0

I have a task wherein I need to predict a continuous variable, odometer reading based on text field that has the issues faced by customer. This field is not a drop down menu but is updated using customer's verbatim. So I need to predict odometer reading based on the text field that has problems faced by customers. For ex:

**Text**                     **Odometer Reading**
Clutch problem               20,000 
Axle Issue                   150,000

Edit:

I am building a linear model using unigram.
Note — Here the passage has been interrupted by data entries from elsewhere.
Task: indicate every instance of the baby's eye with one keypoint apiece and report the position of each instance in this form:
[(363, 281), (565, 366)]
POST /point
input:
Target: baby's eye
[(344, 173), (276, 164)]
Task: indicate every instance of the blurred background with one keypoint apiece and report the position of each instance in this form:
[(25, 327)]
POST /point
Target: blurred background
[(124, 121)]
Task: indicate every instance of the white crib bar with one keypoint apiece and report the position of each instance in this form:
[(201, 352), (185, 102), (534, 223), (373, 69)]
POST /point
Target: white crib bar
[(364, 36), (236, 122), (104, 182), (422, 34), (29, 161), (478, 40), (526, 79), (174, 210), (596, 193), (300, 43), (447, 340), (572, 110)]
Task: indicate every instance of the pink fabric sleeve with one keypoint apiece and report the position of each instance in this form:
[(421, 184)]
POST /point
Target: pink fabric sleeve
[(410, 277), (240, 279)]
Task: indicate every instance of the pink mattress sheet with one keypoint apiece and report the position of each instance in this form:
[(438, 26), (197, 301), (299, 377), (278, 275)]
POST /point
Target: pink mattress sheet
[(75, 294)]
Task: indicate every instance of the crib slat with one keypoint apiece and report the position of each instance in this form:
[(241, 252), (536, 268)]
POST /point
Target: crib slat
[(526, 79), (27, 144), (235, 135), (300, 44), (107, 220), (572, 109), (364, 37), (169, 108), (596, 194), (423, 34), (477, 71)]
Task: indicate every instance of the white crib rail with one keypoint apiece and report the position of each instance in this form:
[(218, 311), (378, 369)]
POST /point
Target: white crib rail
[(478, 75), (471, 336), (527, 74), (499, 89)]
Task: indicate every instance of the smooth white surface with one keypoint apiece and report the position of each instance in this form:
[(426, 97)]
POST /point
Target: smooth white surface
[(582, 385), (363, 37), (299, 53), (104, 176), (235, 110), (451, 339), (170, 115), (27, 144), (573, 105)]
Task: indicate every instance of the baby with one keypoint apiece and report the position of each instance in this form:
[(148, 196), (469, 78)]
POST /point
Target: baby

But I get this warning when I am performing data pre-processing:

> corp <- Corpus(VectorSource(ISSUES$CUSTOMER_VOICE))
> 
> corp <- tm_map(corp,tolower)
Warning message:
In tm_map.SimpleCorpus(corp, tolower) : transformation drops documents
> corp <- tm_map(corp,removePunctuation)
Warning message:
In tm_map.SimpleCorpus(corp, removePunctuation) :
transformation drops documents
> corp <- tm_map(corp,removeWords,stopwords('english'))
Warning message:
In tm_map.SimpleCorpus(corp, removeWords, stopwords("english")) :
transformation drops documents
> corp <- tm_map(corp,stemDocument)
Warning message:
In tm_map.SimpleCorpus(corp, stemDocument) : transformation drops documents

Could someone please tell me how to fix this warning.

Karthik S
  • 11,348
  • 2
  • 11
  • 25
  • You should narrow this question down, and show what efforts at coding you have made for the first part. Question about which algorithm to use for analytics are out of scope for SO. Find another venue for that. – IRTFM Dec 14 '18 at 06:59

1 Answers1

1

It is just one way to do But this may not be a optimal solution for Text column do textminig to get unigrams and bigrams and then convert them to DTM matrix and then use any Linear model to predict the Odometer Reading

I hope this may solve your issue

Rahul Varma
  • 550
  • 5
  • 23